Filipino businessman and politician

Mario Crespo, professionally and widely known as Mark Jimenez (December 31, 1946 – April 25, 2017), was a Filipino businessman, corporate executive, and politician who served as a Member of the House of Representatives representing Manila's 6th District from 2001 until his disqualification in 2003. He was a prominent figure during the administration of President Joseph Estrada, serving as a close advisor and presidential consultant.

== Early life and career ==
Jimenez was born Mario Crespo in Cabiao, Nueva Ecija. He eventually relocated to the United States and built a career as a successful businessman and corporate executive, particularly in the technology sector, where he established computer distribution networks in Latin America and the United States.
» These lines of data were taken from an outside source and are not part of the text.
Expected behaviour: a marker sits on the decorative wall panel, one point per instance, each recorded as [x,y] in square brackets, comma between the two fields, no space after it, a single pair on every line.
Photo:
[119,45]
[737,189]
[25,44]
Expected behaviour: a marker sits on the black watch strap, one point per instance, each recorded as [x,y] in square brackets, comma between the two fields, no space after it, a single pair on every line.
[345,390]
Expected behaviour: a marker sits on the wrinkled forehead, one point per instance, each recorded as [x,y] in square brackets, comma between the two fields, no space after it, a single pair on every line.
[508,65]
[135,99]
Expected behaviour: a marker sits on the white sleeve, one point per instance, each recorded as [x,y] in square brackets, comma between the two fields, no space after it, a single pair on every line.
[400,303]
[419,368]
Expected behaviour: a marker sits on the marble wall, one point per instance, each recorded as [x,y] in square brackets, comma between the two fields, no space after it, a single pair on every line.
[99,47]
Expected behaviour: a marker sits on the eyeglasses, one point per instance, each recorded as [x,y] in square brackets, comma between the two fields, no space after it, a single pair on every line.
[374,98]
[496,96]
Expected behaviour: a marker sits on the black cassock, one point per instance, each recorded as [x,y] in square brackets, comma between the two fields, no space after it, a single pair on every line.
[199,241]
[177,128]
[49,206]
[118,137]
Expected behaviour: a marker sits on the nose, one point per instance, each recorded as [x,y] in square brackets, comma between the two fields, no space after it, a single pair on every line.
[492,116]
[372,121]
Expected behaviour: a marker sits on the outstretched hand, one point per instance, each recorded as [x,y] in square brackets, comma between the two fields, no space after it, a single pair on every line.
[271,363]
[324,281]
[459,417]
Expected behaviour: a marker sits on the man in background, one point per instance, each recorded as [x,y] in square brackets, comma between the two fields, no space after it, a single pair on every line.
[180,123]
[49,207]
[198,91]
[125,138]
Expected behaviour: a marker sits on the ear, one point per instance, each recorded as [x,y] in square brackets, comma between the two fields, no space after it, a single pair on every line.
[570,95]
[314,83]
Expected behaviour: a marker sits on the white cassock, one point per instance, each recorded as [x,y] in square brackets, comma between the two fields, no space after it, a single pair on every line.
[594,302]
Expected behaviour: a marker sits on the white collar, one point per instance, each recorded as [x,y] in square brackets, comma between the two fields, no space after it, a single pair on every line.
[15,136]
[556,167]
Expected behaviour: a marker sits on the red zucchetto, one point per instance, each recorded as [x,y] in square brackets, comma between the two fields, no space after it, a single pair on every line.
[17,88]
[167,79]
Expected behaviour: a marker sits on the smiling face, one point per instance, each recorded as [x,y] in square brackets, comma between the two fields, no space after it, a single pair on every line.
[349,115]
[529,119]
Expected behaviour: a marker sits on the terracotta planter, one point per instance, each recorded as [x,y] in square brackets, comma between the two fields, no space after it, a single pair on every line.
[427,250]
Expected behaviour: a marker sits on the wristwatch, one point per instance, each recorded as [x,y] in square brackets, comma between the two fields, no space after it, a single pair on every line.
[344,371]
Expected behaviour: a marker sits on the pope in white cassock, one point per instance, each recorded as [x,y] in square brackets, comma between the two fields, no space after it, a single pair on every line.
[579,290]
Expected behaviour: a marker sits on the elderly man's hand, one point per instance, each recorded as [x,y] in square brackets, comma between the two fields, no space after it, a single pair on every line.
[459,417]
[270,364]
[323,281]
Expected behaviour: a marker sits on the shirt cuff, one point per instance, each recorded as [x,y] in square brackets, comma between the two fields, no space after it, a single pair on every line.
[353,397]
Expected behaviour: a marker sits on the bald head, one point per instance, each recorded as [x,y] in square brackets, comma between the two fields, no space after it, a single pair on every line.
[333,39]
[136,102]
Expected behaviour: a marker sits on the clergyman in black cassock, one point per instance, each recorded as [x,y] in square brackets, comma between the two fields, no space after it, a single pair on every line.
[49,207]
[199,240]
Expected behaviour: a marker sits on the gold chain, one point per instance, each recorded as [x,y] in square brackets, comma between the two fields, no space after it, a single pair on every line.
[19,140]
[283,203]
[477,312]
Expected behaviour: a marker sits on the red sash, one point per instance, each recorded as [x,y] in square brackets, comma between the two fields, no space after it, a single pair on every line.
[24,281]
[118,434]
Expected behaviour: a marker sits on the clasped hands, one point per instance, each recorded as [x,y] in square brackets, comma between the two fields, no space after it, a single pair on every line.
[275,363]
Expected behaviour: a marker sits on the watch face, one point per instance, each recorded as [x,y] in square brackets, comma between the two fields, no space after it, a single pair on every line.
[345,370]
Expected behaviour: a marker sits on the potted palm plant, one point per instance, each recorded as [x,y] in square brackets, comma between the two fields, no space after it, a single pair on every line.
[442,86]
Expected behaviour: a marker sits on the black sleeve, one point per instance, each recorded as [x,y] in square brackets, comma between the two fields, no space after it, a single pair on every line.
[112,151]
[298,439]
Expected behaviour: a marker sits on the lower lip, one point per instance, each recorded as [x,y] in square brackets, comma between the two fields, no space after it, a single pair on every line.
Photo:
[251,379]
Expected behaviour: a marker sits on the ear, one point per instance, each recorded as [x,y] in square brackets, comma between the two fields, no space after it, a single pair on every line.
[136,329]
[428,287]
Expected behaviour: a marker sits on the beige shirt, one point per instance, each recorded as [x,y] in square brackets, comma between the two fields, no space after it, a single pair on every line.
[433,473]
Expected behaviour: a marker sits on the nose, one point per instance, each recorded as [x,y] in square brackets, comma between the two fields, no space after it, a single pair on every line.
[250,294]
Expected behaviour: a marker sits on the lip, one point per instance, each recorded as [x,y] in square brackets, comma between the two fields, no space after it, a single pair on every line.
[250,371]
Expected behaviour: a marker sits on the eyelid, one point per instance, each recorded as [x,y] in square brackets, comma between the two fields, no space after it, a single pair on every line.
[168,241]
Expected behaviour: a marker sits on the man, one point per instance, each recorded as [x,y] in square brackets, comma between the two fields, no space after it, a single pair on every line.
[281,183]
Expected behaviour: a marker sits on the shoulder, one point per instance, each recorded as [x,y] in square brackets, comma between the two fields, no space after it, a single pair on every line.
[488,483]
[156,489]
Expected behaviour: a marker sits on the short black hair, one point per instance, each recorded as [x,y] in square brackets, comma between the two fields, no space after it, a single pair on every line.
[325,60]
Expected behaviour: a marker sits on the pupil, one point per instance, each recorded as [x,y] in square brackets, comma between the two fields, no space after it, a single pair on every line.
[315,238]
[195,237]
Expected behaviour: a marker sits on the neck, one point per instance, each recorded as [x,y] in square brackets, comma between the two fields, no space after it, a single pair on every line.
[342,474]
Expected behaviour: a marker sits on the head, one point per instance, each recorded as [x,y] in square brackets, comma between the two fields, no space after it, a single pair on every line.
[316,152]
During his business ventures, he adopted the name Mark Jimenez.

== Involvement in the Estrada Administration ==
Jimenez returned to the Philippines and became heavily involved in the political circle of Joseph Estrada during his presidential campaign and subsequent victory in 1998. Estrada dubbed Jimenez a "corporate genius" for his business acumen and financial strategies. He served as Estrada's presidential consultant on Latin American affairs and played an influential role behind the scenes in major corporate acquisitions and state decisions during the administration.

== Congressional term and legal controversies ==
In 2001, Jimenez ran and won as an independent candidate representing Manila's 6th congressional district in the House of Representatives of the Philippines. However, his political career faced intense legal challenges due to an impending extradition request from the United States government.

=== United States criminal case and extradition ===
Jimenez faced criminal charges in the United States related to illegal campaign contributions to the U.S. Democratic Party, wire fraud, mail fraud, and tax evasion. The United States government filed an extradition treaty request, which culminated in a landmark legal battle reaching the Supreme Court of the Philippines. In December 2002, Jimenez surrendered to Philippine authorities and agreed to be extradited to the United States to face trial.

Following his departure, the House of Representatives Electoral Tribunal (HRET) unseated Jimenez from his congressional post on March 6, 2003, citing eligibility issues and a failure to maintain residency requirements.

=== Incarceration ===
In the United States, Jimenez entered a plea bargain and pleaded guilty to charges of tax evasion and conspiracy to commit fraud. He was sentenced to 27 months in federal prison. He served his sentence at the Federal Correctional Institution in Miami, Florida, before being released and returning to the Philippines in 2005.

== Death ==
Jimenez died on April 25, 2017, at the age of 70 following a stroke. His family announced his passing, and his wake was held at the Heritage Memorial Park in Taguig.